On Day 2 I scoped out the AGTA show in the morning. The AGTA show has more of the high-end pieces like finished jewelry in gold and precious stones as well as some pearls and beads. I found an 18K diamond bar clasp that would hold 10 strands of pearls with diamond spacer bars to secure the pearl strands in place. It was expensive, so I decided to think about it for a while. It was a good thing I wrote down the price because I went back to the booth on the last day to make the purchase and the vendor had quoted me a different price. I plan to use the findings for the PearlParadise look book for the Fall/Winter 2013.

Mabe Pearls from Sea of Cortez

Mabe Pearls from Sea of Cortez Pearls

Kether, member Caitlin’s daughter and Pearl Ruckus attendee, came to pick me up from AGTA and we left to see the other shows. Jeremy stayed for meetings with other pearl people. He and I have very different agendas at Tucson. He goes to reconnect with other pearl vendors and experts while I try to go to many shows possible to find something special for my little h line  and The Pearl Collective.

After a quick lunch, Kether and I drove to JOGS show where we didn’t stay for very long. A lot of the things sold there were finished silver or base metal jewelry. There are a lot of low-end tchotchkes that are sold in these shows. You can’t really tell from reading through the list of directories and there isn’t much information online either. We moved to the Holidome where there’s more variety of goods. I found some odd shaped corals that were perfect to frame pearls or stones in. I like pairing gold chain and turquoise beads with corals and it may be a new line for little h. I also found some 6 mm diamond screw clasps for the PearlParadise editorial look book. We’re always on the lookout for different clasps in style and sizes and I was pleased to find some small clasps that would work for the upcoming look book.

Turquoise Beads and Coral

We ran out of time that day and I returned to our hotel afterwards to get ready for the annual Pearl-Guide dinner that we host. The group is growing larger every year and it is a blast to dine with pearl enthusiasts like Caitlin Williams and Elisabeth Strack.
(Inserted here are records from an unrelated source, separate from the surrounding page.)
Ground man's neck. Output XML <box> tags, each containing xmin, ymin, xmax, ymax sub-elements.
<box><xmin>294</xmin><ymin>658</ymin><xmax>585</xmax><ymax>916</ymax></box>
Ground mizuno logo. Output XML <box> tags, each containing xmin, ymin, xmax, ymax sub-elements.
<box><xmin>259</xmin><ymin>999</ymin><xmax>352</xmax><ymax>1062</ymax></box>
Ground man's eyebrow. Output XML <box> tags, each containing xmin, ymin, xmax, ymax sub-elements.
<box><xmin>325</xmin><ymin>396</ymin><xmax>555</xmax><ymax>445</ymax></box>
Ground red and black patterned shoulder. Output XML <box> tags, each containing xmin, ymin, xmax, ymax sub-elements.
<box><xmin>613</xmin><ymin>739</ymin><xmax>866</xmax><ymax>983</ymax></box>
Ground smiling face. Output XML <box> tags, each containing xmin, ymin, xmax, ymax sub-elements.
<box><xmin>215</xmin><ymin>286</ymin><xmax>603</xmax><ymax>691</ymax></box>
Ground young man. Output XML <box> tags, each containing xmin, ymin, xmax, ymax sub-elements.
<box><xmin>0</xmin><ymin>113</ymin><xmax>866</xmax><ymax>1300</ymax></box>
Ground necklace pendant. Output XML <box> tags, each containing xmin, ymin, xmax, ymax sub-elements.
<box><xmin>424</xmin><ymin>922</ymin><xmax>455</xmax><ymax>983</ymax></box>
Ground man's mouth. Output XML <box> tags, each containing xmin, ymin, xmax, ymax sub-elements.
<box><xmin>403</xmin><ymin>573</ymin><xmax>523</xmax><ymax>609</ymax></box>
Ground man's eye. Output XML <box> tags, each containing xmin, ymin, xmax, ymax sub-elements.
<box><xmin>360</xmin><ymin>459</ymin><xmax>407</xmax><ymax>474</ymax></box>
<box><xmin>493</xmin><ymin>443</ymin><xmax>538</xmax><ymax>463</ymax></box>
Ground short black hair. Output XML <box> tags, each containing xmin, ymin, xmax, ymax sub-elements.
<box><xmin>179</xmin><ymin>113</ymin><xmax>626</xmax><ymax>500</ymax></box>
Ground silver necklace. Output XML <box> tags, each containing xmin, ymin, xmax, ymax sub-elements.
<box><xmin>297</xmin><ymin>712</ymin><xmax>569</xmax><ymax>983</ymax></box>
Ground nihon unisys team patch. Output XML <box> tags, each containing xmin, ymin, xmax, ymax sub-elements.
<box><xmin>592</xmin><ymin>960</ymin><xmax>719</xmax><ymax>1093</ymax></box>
I had the third day all to myself. It was a little daunting to drive the enormous Ford Explorer we rented but I had a great time. I went to the Gem Mall and spent most of the day there. I had really good finds for Pearl Collective. Our spike collection has been a big hit and I was on a hunt for different style of spikes. I found some styles that were different from our past ones. I got myself a strand of turquoise slate shaped beads as well as tear drop shaped freshwater pearls that were framed in gold plated silver. I saw some vintage pearl brooches that were crescent moon shaped.

That evening Jeremy and I attended the GIA Alumni party. We had donated some of our finest freshwater pearls and South Sea pearl earrings for their fund-raising auction.

The final day of the show I purchased some stones at the GJX show. I walked around the show from the back end since I didn’t check out the area during the pearl walk. I found a booth filled with rare colors and assortments of stones. I purchased small Geode Agates. I thought it would be fun to insert pearls in these crystal filled hollow shaped agates.

Before I did more financial damage Jeremy found me and we were off to the airport. I had so much fun at the show this year because it reminded me of the time when I frequently went to local gem shows. It’s truly entertaining to find intriguing stones or beads and let your imagination run.